The Jaw–Neck Anatomical Relationship

The temporomandibular joint (TMJ) and the cervical spine are anatomically and neurologically linked through several distinct pathways, and the clinical presentations that arise from dysfunction at either end of this relationship are sufficiently intertwined that they are often best understood and managed as a unit. The muscles of mastication — the masseter, temporalis, medial and lateral pterygoids, and the digastric — do not act in isolation. They are functionally coupled with the suprahyoid and infrahyoid muscles (which control the position and tension of the hyoid bone), which in turn connect to the scalenes, SCM, and the anterior cervical musculature. The position and function of the jaw — its resting posture, its opening and closing arc, its lateral excursion — is therefore inseparable from the position and tension of the cervical spine.

Resting jaw posture is maintained by the interaction of the masseter (which closes the jaw through its upward vector) and the suprahyoid muscles (digastric, mylohyoid, and geniohyoid), which exert a downward and anterior pull on the mandible. When the resting jaw position is altered — by dental malocclusion, habitual muscle tension (such as clenching or bracing), asymmetric dental wear, or structural TMJ changes — the balance of forces acting through the suprahyoid-infrahyoid chain is disrupted, and a compensatory change in head and neck posture follows.

How Jaw Position Alters Head and Neck Posture

The most commonly observed cervical consequence of altered jaw position is forward head posture. When the mandible habitually sits in a retruded position — pressed back by masseter overactivation or posterior dental interference — the suprahyoid chain shortens posteriorly, drawing the hyoid and associated structures backward and creating a compensatory anterior translation of the head on the cervical spine. This places the suboccipital extensors (rectus capitis posterior major and minor, obliquus capitis inferior and superior) under sustained tension as they attempt to hold the head in horizontal gaze, and the deep cervical flexors into a disadvantaged, elongated position that reduces their stabilising capacity.

Conversely, established forward head posture — from any cause — places the mandible in a position of relative protrusion relative to the skull. To maintain normal dental occlusion (bringing the back teeth together), the pterygoids and masseter must generate additional force and altered vectors. This is one mechanism through which cervical dysfunction can drive or perpetuate TMJ symptoms even in the absence of any primary dental or joint pathology.

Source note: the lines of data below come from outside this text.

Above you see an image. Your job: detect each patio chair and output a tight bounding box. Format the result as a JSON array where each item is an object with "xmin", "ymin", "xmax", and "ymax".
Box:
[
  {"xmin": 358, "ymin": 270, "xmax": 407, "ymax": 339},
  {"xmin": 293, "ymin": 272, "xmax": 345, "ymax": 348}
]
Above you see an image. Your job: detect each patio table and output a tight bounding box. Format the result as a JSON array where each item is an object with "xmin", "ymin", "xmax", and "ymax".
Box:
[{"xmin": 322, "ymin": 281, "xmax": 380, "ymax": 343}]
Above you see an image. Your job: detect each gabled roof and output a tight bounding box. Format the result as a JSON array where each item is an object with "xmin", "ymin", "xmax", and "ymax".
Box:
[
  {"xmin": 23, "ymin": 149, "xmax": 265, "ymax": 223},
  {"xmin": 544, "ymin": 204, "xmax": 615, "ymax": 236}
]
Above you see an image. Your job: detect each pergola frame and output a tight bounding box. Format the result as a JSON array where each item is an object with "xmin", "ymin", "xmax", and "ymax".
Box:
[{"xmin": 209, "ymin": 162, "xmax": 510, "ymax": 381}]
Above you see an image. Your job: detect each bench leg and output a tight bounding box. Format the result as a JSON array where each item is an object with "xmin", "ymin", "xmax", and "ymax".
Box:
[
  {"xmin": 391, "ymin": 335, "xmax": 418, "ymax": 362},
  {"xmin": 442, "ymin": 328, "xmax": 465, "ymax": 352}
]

The hyoid as a link: The hyoid bone is a unique structure — the only bone in the body with no direct bony articulation — suspended by the suprahyoid and infrahyoid muscle groups above and below. It is a mechanical relay in the jaw-neck system, transmitting tension changes between the mandible and the cervical spine. Clinically, palpation of the hyoid position (which is frequently asymmetric in cervical dysfunction) and assessment of suprahyoid tension provide direct information about the degree of jaw-neck mechanical coupling in an individual patient.

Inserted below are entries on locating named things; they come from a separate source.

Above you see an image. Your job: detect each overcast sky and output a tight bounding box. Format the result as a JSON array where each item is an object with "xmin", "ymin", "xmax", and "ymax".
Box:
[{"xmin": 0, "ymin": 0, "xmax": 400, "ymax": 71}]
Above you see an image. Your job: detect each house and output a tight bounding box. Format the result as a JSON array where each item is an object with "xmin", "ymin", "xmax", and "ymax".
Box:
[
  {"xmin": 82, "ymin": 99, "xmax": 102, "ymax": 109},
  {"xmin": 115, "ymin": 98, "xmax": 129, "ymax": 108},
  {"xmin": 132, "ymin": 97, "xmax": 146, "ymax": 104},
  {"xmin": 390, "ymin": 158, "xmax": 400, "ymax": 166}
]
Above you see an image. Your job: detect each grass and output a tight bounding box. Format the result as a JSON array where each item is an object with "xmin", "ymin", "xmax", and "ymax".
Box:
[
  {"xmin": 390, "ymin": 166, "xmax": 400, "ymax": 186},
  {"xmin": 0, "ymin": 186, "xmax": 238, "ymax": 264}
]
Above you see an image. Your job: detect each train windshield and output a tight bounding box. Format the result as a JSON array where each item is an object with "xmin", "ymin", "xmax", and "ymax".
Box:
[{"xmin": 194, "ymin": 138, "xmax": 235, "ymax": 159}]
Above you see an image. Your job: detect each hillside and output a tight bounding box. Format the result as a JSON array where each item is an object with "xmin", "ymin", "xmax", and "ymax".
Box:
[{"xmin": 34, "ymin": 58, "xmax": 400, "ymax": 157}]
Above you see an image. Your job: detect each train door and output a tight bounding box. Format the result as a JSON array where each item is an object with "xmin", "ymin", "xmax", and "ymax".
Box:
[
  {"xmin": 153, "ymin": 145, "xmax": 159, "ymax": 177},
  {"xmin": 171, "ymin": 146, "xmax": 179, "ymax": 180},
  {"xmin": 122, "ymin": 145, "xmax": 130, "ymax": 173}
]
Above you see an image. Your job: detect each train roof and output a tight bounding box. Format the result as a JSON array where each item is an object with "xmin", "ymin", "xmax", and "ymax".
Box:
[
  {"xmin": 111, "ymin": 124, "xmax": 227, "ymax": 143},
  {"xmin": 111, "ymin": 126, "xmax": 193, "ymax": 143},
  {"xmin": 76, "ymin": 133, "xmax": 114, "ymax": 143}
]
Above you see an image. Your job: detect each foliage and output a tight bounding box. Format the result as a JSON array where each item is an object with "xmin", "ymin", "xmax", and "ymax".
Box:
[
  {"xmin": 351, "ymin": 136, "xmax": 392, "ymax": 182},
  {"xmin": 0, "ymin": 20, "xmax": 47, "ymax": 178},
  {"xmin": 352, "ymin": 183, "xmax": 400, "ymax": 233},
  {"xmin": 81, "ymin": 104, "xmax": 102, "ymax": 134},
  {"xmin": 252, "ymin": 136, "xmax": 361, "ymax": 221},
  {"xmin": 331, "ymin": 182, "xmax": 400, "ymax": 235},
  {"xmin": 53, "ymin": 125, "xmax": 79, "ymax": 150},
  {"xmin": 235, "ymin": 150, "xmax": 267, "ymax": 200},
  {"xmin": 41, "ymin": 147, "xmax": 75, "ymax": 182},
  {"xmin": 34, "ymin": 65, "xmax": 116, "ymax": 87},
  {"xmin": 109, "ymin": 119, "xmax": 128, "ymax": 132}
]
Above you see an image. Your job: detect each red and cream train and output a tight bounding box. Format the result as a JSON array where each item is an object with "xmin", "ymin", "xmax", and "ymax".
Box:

The Trigeminal-Cervical Connection

The neurological connection between the jaw and neck is mediated in part through the trigeminal-cervical nucleus — a convergent processing centre in the brainstem that receives nociceptive input from the trigeminal nerve (V1, V2, V3, covering the face, jaw, and anterior head) and from the upper cervical afferents (C1–C3, covering the posterior head, upper neck, and occiput). Nociceptive input from either source sensitises this nucleus and can produce referred pain that is experienced in either territory. This is the anatomical basis for the well-established observation that TMJ dysfunction frequently produces temporal headache and behind-the-eye pain, and that upper cervical dysfunction frequently produces facial pain, jaw aching, and dental hypersensitivity — even in the absence of primary pathology in those regions.

Clinical Management

Effective management of the jaw-neck interface requires assessment and treatment of both regions. Cervical mobilisation and soft tissue work — particularly targeting the suboccipital muscles and upper cervical joints — consistently reduces TMJ pain and jaw muscle tension in patients with combined presentations. Conversely, addressing masseter and pterygoid trigger points and any dental or occlusal contributions (in collaboration with a dentist or orofacial pain specialist) reduces the cervical loading. The clinician who treats only the neck in a patient with combined jaw-neck symptoms — or only the jaw — will achieve a partial and often temporary result.

References & Further Reading

  1. De Laat A, et al. Associations between temporomandibular disorders and head and neck pain. Cephalalgia. 1998;18(S22):99–100.
  2. Armijo-Olivo S, et al. Association between headache, neck pain and the stomatognathic system. J Oral Rehabil. 2011;38(10):723–729.
  3. Greenbaum T, et al. Temporomandibular disorders and the trigeminal-cervical complex. J Oral Rehabil. 2017;44(3):201–209.